BaP1 is a 22.7-kD P-I-type
zinc-dependent
metalloproteinase isolated from the
venom of the snake Bothrops asper, a medically relevant species in Central America. This
enzyme exerts multiple tissue-damaging activities, including
hemorrhage, myonecrosis, dermonecrosis, blistering, and
edema. BaP1 is a single chain of 202
amino acids that shows highest sequence identity with
metalloproteinases isolated from the
venoms of snakes of the subfamily Crotalinae. It has six Cys residues involved in three
disulfide bridges (Cys 117-Cys 197, Cys 159-Cys 181, Cys 157-Cys 164). It has the consensus sequence
H(142)E(143)XXH(146)XXGXXH(152), as well as the sequence C(164)I(165)M(166), which characterize the "metzincin" superfamily of
metalloproteinases. The active-site cleft separates a major subdomain (residues 1-152), comprising four alpha-helices and a five-stranded beta-sheet, from the minor subdomain, which is formed by a single alpha-helix and several loops. The catalytic
zinc ion is coordinated by the N(epsilon 2)

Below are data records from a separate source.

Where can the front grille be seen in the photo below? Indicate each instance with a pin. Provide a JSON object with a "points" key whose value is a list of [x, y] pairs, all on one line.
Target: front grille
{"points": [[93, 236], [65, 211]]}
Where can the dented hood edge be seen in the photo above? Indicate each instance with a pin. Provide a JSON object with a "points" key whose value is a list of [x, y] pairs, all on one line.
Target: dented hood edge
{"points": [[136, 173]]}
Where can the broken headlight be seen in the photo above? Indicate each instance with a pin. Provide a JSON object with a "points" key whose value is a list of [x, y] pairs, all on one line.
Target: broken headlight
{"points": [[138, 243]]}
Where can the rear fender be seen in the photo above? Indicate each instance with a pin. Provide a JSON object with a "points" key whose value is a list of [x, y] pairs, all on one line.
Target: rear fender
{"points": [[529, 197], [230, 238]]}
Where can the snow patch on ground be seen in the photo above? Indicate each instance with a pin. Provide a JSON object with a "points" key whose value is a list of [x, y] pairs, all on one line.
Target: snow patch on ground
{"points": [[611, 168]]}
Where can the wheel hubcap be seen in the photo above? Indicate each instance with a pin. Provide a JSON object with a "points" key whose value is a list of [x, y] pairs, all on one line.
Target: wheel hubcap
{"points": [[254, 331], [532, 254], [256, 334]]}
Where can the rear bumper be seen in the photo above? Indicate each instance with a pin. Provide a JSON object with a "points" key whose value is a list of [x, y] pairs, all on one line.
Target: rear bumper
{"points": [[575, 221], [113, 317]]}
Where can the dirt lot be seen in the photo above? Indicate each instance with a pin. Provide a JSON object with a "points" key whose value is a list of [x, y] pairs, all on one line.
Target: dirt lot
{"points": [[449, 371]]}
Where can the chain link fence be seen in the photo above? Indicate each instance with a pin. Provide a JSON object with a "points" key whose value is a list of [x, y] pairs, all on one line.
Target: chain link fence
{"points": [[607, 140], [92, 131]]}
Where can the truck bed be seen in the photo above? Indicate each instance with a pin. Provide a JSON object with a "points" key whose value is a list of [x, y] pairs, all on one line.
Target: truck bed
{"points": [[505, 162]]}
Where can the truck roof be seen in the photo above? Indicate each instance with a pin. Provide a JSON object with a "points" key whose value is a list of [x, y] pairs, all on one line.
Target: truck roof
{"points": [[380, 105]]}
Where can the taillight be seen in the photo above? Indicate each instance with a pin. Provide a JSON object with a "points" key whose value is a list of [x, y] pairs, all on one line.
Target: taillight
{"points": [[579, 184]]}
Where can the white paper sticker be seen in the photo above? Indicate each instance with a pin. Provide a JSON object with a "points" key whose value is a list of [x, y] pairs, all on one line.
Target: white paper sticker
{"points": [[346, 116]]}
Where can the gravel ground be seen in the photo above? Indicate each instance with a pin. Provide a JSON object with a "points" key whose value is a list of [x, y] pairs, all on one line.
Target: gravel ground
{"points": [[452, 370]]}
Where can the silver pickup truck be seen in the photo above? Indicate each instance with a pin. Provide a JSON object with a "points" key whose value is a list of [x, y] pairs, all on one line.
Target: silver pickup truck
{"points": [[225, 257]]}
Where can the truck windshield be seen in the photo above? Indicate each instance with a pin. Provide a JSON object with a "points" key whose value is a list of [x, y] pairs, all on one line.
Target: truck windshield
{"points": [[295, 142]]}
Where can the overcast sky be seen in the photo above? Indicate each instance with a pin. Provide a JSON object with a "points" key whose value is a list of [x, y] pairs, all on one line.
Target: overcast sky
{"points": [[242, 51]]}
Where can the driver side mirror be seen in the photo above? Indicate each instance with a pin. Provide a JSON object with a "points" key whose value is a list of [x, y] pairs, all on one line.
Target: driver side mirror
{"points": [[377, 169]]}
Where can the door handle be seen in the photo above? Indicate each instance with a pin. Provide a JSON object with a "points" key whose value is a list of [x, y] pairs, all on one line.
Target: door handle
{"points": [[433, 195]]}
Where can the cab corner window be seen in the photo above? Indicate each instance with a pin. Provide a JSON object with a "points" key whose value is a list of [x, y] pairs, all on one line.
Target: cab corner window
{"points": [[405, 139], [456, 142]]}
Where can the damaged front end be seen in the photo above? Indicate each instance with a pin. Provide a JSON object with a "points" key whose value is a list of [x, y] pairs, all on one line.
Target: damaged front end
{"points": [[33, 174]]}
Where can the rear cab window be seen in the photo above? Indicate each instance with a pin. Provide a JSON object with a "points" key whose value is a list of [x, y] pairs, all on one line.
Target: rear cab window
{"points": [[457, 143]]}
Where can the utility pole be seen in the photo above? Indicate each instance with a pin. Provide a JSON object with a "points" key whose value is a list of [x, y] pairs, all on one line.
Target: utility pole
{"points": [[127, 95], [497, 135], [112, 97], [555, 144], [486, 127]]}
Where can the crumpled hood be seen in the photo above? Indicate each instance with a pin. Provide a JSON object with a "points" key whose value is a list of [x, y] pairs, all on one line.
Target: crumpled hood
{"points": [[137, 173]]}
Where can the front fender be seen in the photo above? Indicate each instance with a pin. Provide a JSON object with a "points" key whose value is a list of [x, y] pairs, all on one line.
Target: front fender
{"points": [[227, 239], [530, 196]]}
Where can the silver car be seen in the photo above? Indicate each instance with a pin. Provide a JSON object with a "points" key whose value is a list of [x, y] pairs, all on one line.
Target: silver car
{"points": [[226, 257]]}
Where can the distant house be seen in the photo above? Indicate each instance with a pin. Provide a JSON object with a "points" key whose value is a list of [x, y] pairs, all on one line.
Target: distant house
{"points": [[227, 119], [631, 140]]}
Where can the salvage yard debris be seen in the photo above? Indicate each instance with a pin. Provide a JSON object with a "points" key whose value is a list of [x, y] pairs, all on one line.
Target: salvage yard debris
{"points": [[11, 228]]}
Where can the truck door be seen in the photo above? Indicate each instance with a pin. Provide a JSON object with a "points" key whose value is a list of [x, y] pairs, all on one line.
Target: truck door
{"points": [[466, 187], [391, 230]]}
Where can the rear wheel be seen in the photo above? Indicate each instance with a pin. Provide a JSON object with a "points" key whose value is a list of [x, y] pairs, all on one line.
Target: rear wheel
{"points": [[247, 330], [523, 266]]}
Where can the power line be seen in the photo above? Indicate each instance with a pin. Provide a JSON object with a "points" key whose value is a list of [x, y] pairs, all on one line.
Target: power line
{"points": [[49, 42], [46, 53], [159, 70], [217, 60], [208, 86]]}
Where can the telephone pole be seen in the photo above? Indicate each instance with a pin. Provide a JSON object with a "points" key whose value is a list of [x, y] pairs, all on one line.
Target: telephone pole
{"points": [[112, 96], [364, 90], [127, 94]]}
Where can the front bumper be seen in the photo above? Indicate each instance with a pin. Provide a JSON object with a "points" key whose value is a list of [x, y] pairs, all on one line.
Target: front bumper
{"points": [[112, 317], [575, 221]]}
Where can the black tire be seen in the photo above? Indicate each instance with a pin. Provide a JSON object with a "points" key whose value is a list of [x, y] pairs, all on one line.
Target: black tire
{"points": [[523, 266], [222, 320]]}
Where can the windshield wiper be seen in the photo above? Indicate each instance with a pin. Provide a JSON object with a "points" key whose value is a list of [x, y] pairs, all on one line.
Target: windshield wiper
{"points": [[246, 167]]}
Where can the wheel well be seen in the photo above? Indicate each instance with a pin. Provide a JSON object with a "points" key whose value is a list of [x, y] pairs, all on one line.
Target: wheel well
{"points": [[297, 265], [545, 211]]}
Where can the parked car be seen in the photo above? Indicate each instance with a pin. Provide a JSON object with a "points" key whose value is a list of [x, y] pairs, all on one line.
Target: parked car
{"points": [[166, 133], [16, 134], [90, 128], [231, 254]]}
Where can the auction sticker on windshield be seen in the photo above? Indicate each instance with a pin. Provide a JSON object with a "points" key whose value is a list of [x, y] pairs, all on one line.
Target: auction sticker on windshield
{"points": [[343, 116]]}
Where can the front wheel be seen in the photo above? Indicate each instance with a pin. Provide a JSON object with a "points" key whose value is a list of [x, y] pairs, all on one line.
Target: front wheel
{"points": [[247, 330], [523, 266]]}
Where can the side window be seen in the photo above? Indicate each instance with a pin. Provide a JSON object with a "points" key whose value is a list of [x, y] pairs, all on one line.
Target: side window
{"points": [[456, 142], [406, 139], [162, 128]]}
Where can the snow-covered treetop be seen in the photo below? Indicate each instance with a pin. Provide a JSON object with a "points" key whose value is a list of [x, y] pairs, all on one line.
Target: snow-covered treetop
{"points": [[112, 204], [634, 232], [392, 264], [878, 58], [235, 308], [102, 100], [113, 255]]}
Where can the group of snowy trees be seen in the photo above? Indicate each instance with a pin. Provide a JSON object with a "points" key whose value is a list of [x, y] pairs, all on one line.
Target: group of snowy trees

nitrogen atoms of His 142, His 146, and His 152, in addition to a
solvent water molecule, which in turn is bound to Glu 143. Several conserved residues contribute to the formation of the hydrophobic pocket, and Met 166 serves as a hydrophobic base for the active-site groups. Sequence and structural comparisons of hemorrhagic and nonhemorrhagic P-I
metalloproteinases from
snake venoms revealed differences in several regions. In particular, the loop comprising residues 153 to 176 has marked structural differences between
metalloproteinases with very different hemorrhagic activities. Because this region lies in close proximity to the active-site microenvironment, it may influence the interaction of these
enzymes with physiologically relevant substrates in the extracellular matrix.